Being an enabler allows loved ones to behave in ways that are destructive. i.e.: an enabler may buy an alcoholic spouse alcohol; continue to lend someone money who is constantly going into debt again. By trying to help and protect, they are inadvertently making a chronic problem worse.

Some enablers also become codependents. As a codependent, they may adapt to or ignore problems. By allowing the continuation of a problem in order to avoid conflicts, it allows the person to continue to act in a destructive way. i.e.: a person who covers for her husband after being abused; or one who will make excuses for an alcoholic spouse. An enabler feels the need to be needed but on the other hand will feel taken advantage of. The enabler will sometimes enable out of fear of reprisal but lack of conflict does not solve the problem as it was intended to do.

The difference between helping and enabling is: to help is to do something for someone that they are not capable of doing themselves; to enable is to do something for them when they are capable of doing it themselves.

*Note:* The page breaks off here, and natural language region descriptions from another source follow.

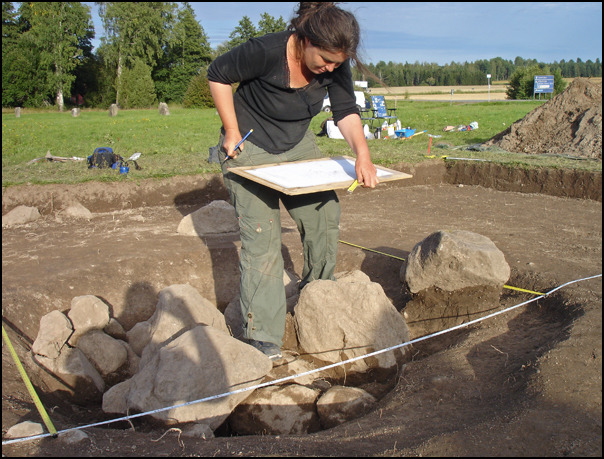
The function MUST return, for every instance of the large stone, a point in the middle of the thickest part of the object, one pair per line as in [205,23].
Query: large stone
[104,352]
[453,260]
[347,318]
[218,217]
[87,312]
[20,215]
[199,363]
[277,410]
[180,307]
[75,376]
[55,330]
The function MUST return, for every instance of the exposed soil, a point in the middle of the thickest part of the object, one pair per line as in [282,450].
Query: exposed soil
[527,382]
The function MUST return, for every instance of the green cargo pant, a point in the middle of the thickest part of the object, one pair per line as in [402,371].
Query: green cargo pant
[317,216]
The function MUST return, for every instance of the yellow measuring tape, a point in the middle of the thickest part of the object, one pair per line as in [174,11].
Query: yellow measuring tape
[402,259]
[30,387]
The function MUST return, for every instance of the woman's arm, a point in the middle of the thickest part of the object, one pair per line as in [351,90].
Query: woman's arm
[223,99]
[352,130]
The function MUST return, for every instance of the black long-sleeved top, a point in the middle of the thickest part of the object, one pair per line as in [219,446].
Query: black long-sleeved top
[264,101]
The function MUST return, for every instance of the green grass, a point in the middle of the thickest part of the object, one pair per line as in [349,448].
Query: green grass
[178,144]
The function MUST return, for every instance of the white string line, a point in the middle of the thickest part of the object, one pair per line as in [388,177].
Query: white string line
[316,370]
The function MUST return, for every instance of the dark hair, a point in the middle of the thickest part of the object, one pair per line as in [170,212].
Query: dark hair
[328,27]
[331,28]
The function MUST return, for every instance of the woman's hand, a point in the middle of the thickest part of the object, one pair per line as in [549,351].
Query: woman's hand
[232,138]
[352,130]
[223,99]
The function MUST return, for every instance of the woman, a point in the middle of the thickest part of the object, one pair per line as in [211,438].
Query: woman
[283,79]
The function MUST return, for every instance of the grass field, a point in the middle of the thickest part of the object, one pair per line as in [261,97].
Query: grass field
[178,144]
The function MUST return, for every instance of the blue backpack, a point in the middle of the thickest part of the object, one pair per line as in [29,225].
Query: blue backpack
[103,157]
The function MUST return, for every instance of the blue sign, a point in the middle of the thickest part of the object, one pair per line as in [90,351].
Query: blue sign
[543,83]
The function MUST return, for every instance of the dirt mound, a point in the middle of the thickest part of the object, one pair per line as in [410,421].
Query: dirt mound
[569,124]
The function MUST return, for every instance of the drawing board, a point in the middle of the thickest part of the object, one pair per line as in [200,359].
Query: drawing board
[301,177]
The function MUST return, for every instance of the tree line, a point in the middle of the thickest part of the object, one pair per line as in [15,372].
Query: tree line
[158,51]
[475,73]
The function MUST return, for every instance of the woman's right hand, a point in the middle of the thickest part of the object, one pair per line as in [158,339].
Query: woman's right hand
[231,138]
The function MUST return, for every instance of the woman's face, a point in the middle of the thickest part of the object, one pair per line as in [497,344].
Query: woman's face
[319,60]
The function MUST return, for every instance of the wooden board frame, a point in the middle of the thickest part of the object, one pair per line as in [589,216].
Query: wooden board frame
[338,173]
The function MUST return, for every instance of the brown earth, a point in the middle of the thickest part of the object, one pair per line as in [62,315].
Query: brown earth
[525,383]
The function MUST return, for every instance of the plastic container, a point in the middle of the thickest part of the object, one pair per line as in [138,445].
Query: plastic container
[402,133]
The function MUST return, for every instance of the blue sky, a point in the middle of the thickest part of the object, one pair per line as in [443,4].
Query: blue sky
[440,32]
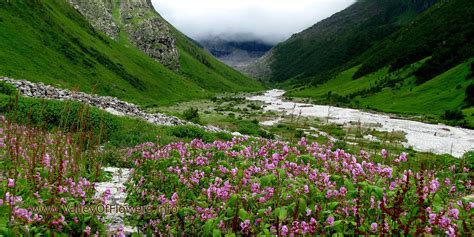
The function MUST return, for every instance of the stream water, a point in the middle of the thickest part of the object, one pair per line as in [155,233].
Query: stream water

Tough love may become necessary when the person’s behaviour continues or becomes worse. Most enablers act out of love, loyalty and concern but they nurture dependency. Enabling can be positive. i.e.: time spent with a child, listening and letting them know how important they are to you as the parent. As a result they have enabled the child to be confident and happy. There is a fine line between the roles of nurturer and the enabler who nurtures dependency.